Equity Venture Partners (EVP), a Sydney, Australia-based venture capital firm, took about four months to raise $35M for its recently announced second fund, according to Howard Leibman, founder. Initially, the firm raised about half of the fund from the management committee and its close network over the course of a couple of months. EVP then approached broader networks to reach its target in a second campaign that lasted a similar amount of time. The firm’s focus is on the B2B software space. Generally, seed is the earliest the firm will invest but EVP puts an emphasis on having enough data points in order to make a decision, rather than being stage-specific, as stage categories are more often blending together.

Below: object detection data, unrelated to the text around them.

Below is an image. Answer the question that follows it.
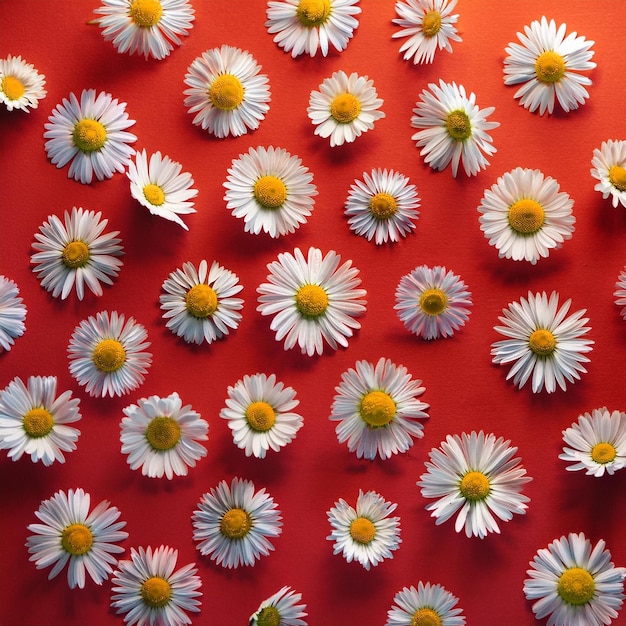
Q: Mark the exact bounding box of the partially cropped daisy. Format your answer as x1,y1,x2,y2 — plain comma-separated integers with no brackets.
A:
345,169,420,245
257,248,367,356
491,291,594,393
26,489,128,589
330,357,429,460
411,80,500,177
524,533,626,626
265,0,361,59
68,311,152,398
160,259,243,345
192,478,282,568
307,70,385,148
394,265,472,339
184,45,270,139
417,430,532,539
504,16,596,115
478,167,576,265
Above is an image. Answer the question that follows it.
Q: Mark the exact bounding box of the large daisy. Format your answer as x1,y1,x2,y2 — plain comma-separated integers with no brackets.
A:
257,248,367,356
491,291,594,393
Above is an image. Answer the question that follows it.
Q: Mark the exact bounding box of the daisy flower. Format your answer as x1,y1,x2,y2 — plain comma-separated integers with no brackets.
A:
192,478,282,568
224,146,317,237
160,259,243,345
393,265,472,339
184,45,270,139
265,0,361,59
220,374,303,459
68,311,152,398
491,291,594,393
257,248,367,356
26,489,128,589
0,54,48,113
417,430,532,539
120,392,209,480
0,376,81,465
111,546,202,626
345,169,420,245
326,489,402,570
329,357,429,460
94,0,194,59
478,167,576,265
504,16,596,115
524,533,626,626
307,70,385,148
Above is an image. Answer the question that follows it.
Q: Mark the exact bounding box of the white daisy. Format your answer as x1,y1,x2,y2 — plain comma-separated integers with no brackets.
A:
220,374,303,459
265,0,361,59
524,533,626,626
504,16,596,115
329,357,429,460
43,89,137,183
411,80,500,178
94,0,195,59
307,70,385,148
417,430,532,539
68,311,152,398
26,489,128,589
192,478,282,568
224,146,317,237
491,291,594,393
257,248,367,356
393,265,472,339
159,259,243,345
345,169,420,245
184,45,271,139
478,167,576,265
120,392,209,480
0,376,81,465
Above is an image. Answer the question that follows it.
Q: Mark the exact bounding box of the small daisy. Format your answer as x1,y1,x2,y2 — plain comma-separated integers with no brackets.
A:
265,0,361,59
0,376,81,465
491,291,594,393
68,311,152,398
329,358,429,460
192,478,282,568
184,45,270,139
394,265,472,339
504,16,596,115
524,533,626,626
26,489,128,589
257,248,367,356
307,70,385,148
417,430,532,539
43,89,137,184
160,259,243,345
224,146,317,237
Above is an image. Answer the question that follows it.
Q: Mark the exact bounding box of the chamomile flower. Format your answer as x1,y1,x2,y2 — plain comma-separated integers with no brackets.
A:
504,16,596,115
160,259,243,345
491,291,594,393
307,70,385,148
417,430,532,539
257,248,367,356
265,0,361,59
478,167,576,265
68,311,152,398
184,45,270,139
192,478,282,568
26,489,128,589
524,533,626,626
393,265,472,339
330,357,429,460
94,0,194,59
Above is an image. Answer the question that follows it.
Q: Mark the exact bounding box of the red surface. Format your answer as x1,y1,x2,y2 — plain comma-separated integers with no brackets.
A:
0,0,626,626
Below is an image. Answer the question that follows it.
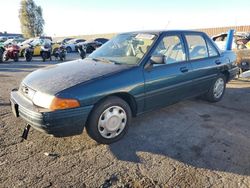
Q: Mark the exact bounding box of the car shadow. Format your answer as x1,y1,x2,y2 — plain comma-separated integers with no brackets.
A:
109,88,250,175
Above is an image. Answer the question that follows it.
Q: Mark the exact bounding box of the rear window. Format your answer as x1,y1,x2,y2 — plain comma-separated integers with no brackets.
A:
186,35,208,60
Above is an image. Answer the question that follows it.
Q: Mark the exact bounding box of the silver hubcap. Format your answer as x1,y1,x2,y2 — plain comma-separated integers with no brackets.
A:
98,106,127,139
213,78,225,99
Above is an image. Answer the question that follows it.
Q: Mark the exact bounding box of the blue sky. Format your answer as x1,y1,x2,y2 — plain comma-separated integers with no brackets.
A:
0,0,250,36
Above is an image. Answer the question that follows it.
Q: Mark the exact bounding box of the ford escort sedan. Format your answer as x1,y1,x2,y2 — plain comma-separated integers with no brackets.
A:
10,31,238,144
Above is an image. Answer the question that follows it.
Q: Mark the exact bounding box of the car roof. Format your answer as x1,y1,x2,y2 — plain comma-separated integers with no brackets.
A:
120,30,204,35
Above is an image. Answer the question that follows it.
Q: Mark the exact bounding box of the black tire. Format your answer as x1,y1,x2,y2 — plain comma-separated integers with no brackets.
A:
86,46,95,54
86,96,132,144
0,49,3,63
42,52,47,62
204,74,226,102
66,46,72,53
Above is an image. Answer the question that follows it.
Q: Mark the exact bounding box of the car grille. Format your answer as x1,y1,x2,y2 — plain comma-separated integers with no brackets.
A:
20,83,36,100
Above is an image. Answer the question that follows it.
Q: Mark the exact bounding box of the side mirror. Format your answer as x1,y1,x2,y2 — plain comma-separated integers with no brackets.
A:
150,55,165,64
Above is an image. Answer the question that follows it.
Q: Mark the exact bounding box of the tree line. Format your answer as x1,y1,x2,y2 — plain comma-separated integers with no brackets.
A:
19,0,45,38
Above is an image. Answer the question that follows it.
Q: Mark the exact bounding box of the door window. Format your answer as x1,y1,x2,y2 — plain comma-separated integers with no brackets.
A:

The firm leads virtually all investments it makes and tends to make a small number of large investments (relative to its fund size). EVP is an Early Stage Venture Capital Limited Partnership (ESVCLP), which provides tax free gains and a tax off-set to its investors but also restricts the firm to equity transactions. As an ESVCLP, only 20% of the firm’s investments can be overseas, however the firm has a preference for local companies. EVP closed Fund I to new investments in the mid-2018 with about 30% of the fund remaining for follow-on investments. Each year, the firm targets 6 or 7 new investments and 3-4 follow-on investments. This will be the same for 2019 across each fund, however Fund II isn't making new investments.
Tip/Productivity Hack ⏳
Why Nations Fail: The Origins of Power, Prosperity, and Poverty by Daron Acemoglu & James Robinson. – Bálint Viktor, Head of International Expansion at Codecool
Work-life Balance 🧘
For me, it’s more about work-life integration than balance. However, I strongly believe that we can have both at the same time. I feel that being an entrepreneur allows me to pursue my passion while also feeling rewarded. Having a family provides you with the valuable support you need to keep going and is the rock you can rely on during the roller coaster ride of building a company.
Pretty important; this of high importance in our life and we have more practices individually to keep this. We do a lot of sports.
I don’t believe much in work-life balance early on in peoples’ careers. Maybe it works for some people, but I know for a fact that this doesn’t work for me. I’m working 24/7. I think about work when I’m showering, watching movies or having dinner. I take notes randomly all the time and that’s how I’ve come up with some of the best strategic initiatives in the last 14 years.